Four of the new shows will be scripted, unusual for a network TV landscape usually filled with reruns and reality fare in the summer.
Fox has had trouble getting new fall series noticed in recent years because much of its October schedule is filled with postseason baseball. The successful start of “The O.C.” last summer proved to Fox executives that summer could be a launching pad.
Three new series will air on Wednesdays, including “The Simple Life 2.” Hilton and Richie were filmed making a cross-country trip in a trailer, without their cell phones, cash or credit cards.

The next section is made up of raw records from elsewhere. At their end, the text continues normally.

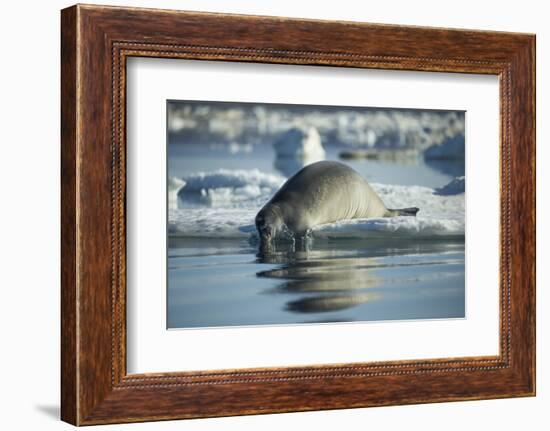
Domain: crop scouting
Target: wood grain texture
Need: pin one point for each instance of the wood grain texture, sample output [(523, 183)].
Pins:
[(96, 41)]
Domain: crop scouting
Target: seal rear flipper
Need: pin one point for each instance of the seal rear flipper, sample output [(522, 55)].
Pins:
[(404, 211)]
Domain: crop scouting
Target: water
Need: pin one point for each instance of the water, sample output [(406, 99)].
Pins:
[(217, 281)]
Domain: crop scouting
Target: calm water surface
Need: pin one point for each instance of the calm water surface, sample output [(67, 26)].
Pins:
[(221, 282)]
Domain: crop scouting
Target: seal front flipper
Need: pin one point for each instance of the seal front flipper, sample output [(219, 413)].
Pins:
[(403, 211)]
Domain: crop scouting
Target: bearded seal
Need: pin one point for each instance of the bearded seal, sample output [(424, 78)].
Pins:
[(323, 192)]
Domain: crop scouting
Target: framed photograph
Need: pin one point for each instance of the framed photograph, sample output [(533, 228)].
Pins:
[(262, 214)]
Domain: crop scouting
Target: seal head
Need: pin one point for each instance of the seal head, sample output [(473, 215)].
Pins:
[(269, 222)]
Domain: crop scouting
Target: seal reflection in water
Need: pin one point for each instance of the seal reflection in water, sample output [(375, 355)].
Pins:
[(323, 192)]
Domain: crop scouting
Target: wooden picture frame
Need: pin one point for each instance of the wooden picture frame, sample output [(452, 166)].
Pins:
[(95, 43)]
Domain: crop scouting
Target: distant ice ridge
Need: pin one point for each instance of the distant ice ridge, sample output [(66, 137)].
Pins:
[(456, 186), (229, 187), (440, 215)]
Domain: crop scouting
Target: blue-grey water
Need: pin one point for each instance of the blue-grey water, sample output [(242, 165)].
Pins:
[(230, 282)]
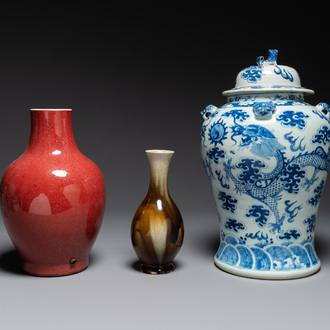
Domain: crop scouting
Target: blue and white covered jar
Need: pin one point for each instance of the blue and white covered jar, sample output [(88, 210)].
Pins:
[(266, 153)]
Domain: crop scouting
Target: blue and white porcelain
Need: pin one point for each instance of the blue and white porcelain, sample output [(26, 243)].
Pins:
[(266, 154)]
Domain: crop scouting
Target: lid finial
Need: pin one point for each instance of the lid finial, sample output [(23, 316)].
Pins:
[(272, 56)]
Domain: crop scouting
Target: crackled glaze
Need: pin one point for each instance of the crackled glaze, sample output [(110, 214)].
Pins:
[(266, 154), (52, 198)]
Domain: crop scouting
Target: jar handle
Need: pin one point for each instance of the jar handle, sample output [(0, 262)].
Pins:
[(324, 107), (264, 110), (208, 111)]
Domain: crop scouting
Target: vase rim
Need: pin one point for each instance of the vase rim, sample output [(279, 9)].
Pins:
[(160, 151), (41, 109)]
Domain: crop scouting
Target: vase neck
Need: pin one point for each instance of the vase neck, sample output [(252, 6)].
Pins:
[(159, 161), (51, 131)]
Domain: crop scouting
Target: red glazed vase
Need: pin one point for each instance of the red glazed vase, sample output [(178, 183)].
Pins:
[(52, 198)]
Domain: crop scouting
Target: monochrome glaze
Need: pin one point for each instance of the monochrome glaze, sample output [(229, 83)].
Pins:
[(266, 154), (53, 198)]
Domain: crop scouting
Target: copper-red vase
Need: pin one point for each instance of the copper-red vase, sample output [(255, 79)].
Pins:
[(52, 198)]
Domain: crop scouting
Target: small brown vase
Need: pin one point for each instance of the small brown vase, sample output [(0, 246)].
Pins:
[(157, 226)]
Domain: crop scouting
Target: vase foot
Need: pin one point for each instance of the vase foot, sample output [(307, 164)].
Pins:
[(157, 270), (268, 275), (70, 268)]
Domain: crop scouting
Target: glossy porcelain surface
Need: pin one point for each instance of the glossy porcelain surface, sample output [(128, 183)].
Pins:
[(157, 227), (266, 154), (53, 198)]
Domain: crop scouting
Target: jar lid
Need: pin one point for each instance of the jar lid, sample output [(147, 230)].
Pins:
[(268, 76)]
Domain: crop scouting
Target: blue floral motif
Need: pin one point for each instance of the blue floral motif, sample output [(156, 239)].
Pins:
[(262, 109), (294, 145), (233, 224), (314, 201), (229, 203), (269, 228), (289, 176), (292, 233), (292, 212), (260, 214), (252, 74), (216, 153), (322, 136), (293, 118), (217, 132), (310, 222)]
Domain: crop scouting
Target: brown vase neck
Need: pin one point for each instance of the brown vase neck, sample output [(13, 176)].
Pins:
[(159, 161)]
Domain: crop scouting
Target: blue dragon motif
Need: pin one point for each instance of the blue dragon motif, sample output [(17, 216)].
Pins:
[(288, 175), (233, 224)]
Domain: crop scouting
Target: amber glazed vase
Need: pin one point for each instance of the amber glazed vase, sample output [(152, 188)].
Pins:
[(157, 226), (52, 198)]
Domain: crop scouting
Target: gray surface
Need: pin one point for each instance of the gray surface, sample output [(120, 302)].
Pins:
[(137, 78)]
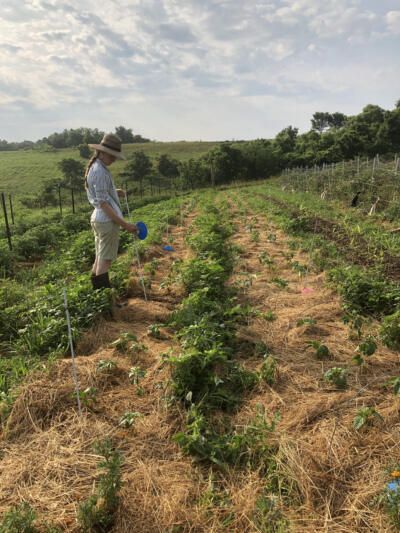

Dogs Tinkerbell and Honey Child will be along for the ride.
“Quintuplets,” with Andy Richter as the father of 15-year-old quints, and “Method & Red,” an update of “The Fresh Prince of Bel-Air” with rappers Method Man and Redman living in a gated community, are the other Wednesday entries.
Both dramas will be self-contained, industry parlance for a series that completes its story in one episode.
“North Shore” is about the young workers at a luxury hotel in Hawaii. “The Jury,” from Barry Levinson and Tom Fontana, recreates a crime through the deliberations of jurors.
Another Mark Burnett reality series, “Casino,” about life in a Las Vegas hotel, rounds out the new schedule.
Fox viewers will have a hard time missing the series: all except for “The Simple Life 2” will be repeated at some point during the week.
The network will heavily promote the new series, and try to show its support by airing original episodes of existing programs like “The Bernie Mac Show” in early June.
Gail Berman, Fox entertainment president, conceded the network is fighting 50 years of history. Viewers are used to seeing networks dump their low-priority programs in the summer, she said.
“They’re skeptics and they should be because they’ve been trained to be that,” she said. “There’s an uphill climb on that, we know that. But we’ve got to start the ball rolling.”
Most of the fresh fare on Fox’s rivals are reality programs. NBC and CBS are reprising five of their successful reality shows, including “The Amazing Race,” “Last Comic Standing” and “Who Wants to Be My Dad?”
NBC is also likely to try a handful of programs that have been successful on its sister Bravo network, like “Significant Others.”
ABC will have a short-run family drama, “The Days,” about a busy family seen through the eyes of a 14-year-old boy. The network will again burn off fresh episodes of “The Drew Carey Show.”